Amber Bowman maintains gold standard at Canadian firefighting championships

With the goal of becoming the first female competitor in the Firefit Nationals to break the two-minute barrier, Amber Bowman’s determination and perseverance is an inspiration to all who compete. At the 2014 Firefit Nationals, Bowman extended her sparkling legacy with another overall title.

Having played hockey at the NCAA level with the Ohio State Buckeyes, Bowman would also play professionally in the Canadian Women’s Hockey League with the Brampton Thunder, Burlington Barracudas and the Toronto Furies. As a side note, former Furies teammate Amanda Shaw is a firefighter in Hamilton.

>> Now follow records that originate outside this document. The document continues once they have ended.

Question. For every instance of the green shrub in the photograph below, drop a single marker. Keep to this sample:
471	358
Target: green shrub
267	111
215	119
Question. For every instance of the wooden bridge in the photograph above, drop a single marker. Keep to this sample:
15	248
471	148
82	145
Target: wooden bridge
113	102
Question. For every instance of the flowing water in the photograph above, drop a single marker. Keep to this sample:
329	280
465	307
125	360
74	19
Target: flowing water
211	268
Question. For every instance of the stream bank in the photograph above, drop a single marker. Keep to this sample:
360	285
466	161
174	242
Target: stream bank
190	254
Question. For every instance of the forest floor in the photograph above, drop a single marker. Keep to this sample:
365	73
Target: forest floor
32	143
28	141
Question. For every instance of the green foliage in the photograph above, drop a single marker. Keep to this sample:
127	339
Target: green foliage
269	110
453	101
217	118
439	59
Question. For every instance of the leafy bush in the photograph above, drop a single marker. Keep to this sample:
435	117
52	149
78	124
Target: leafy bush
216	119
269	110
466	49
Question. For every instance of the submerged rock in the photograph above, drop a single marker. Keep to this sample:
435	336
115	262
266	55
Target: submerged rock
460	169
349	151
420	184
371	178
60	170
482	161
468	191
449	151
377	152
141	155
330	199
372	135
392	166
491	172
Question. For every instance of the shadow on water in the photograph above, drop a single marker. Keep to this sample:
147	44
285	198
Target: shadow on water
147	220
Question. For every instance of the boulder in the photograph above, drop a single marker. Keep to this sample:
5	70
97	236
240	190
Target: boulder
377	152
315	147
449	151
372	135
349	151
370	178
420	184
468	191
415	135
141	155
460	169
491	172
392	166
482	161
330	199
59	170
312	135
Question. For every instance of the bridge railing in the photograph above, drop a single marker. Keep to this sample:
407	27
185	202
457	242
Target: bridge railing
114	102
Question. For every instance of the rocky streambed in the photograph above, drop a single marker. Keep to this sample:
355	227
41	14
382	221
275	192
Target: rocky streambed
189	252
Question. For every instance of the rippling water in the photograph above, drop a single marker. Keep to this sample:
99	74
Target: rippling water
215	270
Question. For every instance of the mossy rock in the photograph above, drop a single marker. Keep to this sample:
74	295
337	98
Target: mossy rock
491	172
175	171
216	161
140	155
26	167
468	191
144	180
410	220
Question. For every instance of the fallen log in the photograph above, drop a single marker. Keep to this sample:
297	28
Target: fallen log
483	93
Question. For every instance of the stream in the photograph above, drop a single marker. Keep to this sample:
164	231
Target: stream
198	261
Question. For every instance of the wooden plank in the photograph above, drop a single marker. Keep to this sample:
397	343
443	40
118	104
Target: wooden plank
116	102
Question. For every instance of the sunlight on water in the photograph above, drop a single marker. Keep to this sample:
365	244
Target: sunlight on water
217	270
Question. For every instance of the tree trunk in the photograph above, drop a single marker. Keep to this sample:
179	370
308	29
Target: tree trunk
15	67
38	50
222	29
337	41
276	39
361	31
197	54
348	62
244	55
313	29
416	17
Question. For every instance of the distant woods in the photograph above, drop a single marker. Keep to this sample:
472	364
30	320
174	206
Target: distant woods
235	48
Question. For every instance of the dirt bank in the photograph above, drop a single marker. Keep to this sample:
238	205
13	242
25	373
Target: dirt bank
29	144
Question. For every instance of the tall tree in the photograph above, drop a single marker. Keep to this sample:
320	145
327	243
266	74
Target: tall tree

In the middle of the jubilation of winning her third national title, Bowman encountered desolation as she was viscerally close to breaking that elusive two-minute barrier. Of note, she would share her experience on social media, describing how close she was to achieving her long-time goal.

During preparations, Bowman found herself across the finish line with a time of 1:58. Sadly, the dummy’s feet were still on the finish line. It was a sign of encouragement, building Bowman’s confidence heading into the nationals.

With only 15 feet to go, she was on pace to break the two-minute barrier with a record time of 1:56. Along the way, she would have to re-grip and pick up the dummy again. In that time frame, precious seconds can feel like a lifetime.  

Despite the fact that Bowman could not top her personal best, there were so many small victories along the way, culminating in a win that may be one of the most cherished. Acknowledging the support of Oakville, Hamilton and Barrie fire for letting her train at their facilities, it resulted in very long travel days.

This was compounded by many weekends sacrificed for competition, a new nutrition plan, coping with injuries and the loss of a dear friend. Finding the emotional strength and character to excel under such circumstances is testament to what makes Bowman a champion. While Bowman would be quick to acknowledge the support of her Fit by Fire clients and the sponsorship of Duivenvoorden Haulage, her motivation is what make such support worthwhile.

Employing the motto, “Dream It, Believe It, Achieve It,” the desire and self-discipline that Bowman possesses is what separates a challenger from a champion. Bowman’s dominance is nothing short of a modern-day Canadian sporting dynasty. With the World Championships in six weeks, Bowman is ready to add to her remarkable legacy. Even if the World Championships finds Bowman not breaking that elusive two-minute barrier, she is already a champion in the hearts and minds of her fans.